Macquarie Asset Management’s October investment into Swiss green nitrogen company Atlas Agro was prompted by an ongoing revaluation of what constitutes an infrastructure asset.
The asset manager, which has substantial infrastructure and agriculture portfolios, deployed capital from its GIG Energy Transition Solutions Fund – which has a $2 billion target that is expected to be reached in Q1 2024 – to make the $325 million investment.
William Demas, the head of Macquarie’s green investments in the Americas, told Agri Investor the MGETS vehicle’s focus on nascent areas of the energy transition beyond wind and solar reflects an ongoing re-examination among investors of what constitutes “infrastructure.”
“Infrastructure investors are interested in some ag-type deals because if those underlying deals have the characteristics that we are used to in in transportation, logistics, power or digitalization then we can very comfortably invest,” said Demas, who held positions at Copenhagen Infrastructure Partners and Stonepeak before joining Macquarie in mid-2022, according to his LinkedIn profile. “That is beginning to come together and that is what is attracting infra LPs into the sector.”
Atlas Agro is currently in the engineering and design stage for its first project, which is to be located in Richard, Washington and support production of fertilizers used throughout the Pacific Northwest region. The facility has attracted support from the US Departments of Energy and Agriculture and Atas Agro says it marks the first step in a “new green revolution in agriculture” driven by localized production of fertilizer from green hydrogen rather than natural gas.
Macquarie had $4.3 billion in ag assets under management per its most recent annual report published in May. Those assets are largely focused on real asset land holdings in Australia and Brazil and the firm also invests in agricultural land for carbon offsets through another unit of its Green Investment Group, according to Demas. He said while his team from the energy transition fund has examined agriculture in the context of other opportunities related to indoor vertical farming, the circular economy and on-farm power use, Atlas Agro marks its first ag-related investment.

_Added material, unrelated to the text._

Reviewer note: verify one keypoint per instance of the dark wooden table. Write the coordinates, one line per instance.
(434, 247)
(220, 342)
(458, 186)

“In an industry like agriculture – which is impossible to decarbonize just being powered by solar or clean energy – you have to really find product that’s decarbonized,” he said. “Ultimately, we are selling this end product to farmers, to distributors all sorts of people involved in the agricultural universe.”
Atlas Agro was established in 2021 by a pair of executives with long histories in the fertilizer industry. Its plans call for a network of facilities capable of producing zero-carbon nitrate fertilizer through a process that uses air, water, electricity, limestone or dolomite. The plants will produce green hydrogen through electrolysis of water that is then transformed into ammonia, nitric acid and ammonium nitrate used to create liquid ammonium nitrate.
“Unlike many other players in the industry, we are not burdened with the need to manage the consequences of existing polluting assets or the costs associated with retiring unprofitable facilities,” the company says on its website.
It claims each of its planned facilities will be capable of producing enough fertilizer to feed 16 million people and reduce global greenhouse emissions by two million tons per year. In addition to the environmental benefits of replacing traditional fertilizers, Atlas describes its offerings as providing farmers with higher crop yields and quality as well as “potential for green crop premiums.”
Atlas Agro’s Washington project is expected to be producing inputs available to farmers by 2027 and cost about $1 billion to create what Macquarie calls the world’s first full-scale, zero-carbon nitrogen plant.
At least part of that funding for that project will come from the US Department of Energy, which announced in October that the Pacific Green Fertilizer project had been selected as part of its Regional Clean Hydrogen Hubs Program. The program was created by the 2021 Bipartisan Infrastructure Law and includes plans to deploy up to $7 billion in support for construction of up to 10 clean hydrogen hubs throughout the US.
Demas said Macquarie had already identified green hydrogen as a focus before its inclusion with the Inflation Reduction Act, but tax credit programs included within the legislation have helped further strengthen conditions in the market.
“The Inflation Reduction Act actually made the economics of a project like Atlas Agro work, whereas we thought it was going to be a period of time before those numbers would work,” he explained.
Atlas Agro’s Washington facility was also included among those that received some portion of $250 million in support for domestic production of green fertilizers from the US Department of Agriculture in the immediate aftermath of Russia’s invasion of Ukraine.
There is strong interest in green hydrogen derived fertilizers among large strategic investors, Demas said, adding that part of what made the Atlas Agro investment attractive was the likelihood of bringing in additional long-term support for some or all of the company’s projects.
“Once we have commercialized this product and proven we can build these facilities at scale and proven we can catalyze infrastructure-like capital to support the build-out, this will be very attractive to large fertilizer businesses and other agriculture businesses that want to participate in the decarbonization journey,” he said. “They are promising that to their shareholders, that they are going to reduce their carbon footprint over time.”
Demas said other infrastructure investors that recognize the underlying investment profile is aligned with how they think about investing their clients’ capital are also likely to be attracted to the green hydrogen-derived fertilizer market.
“In three, four, five, six, seven years, there will be a very wide audience that this could potentially be an exit opportunity for,” he predicted.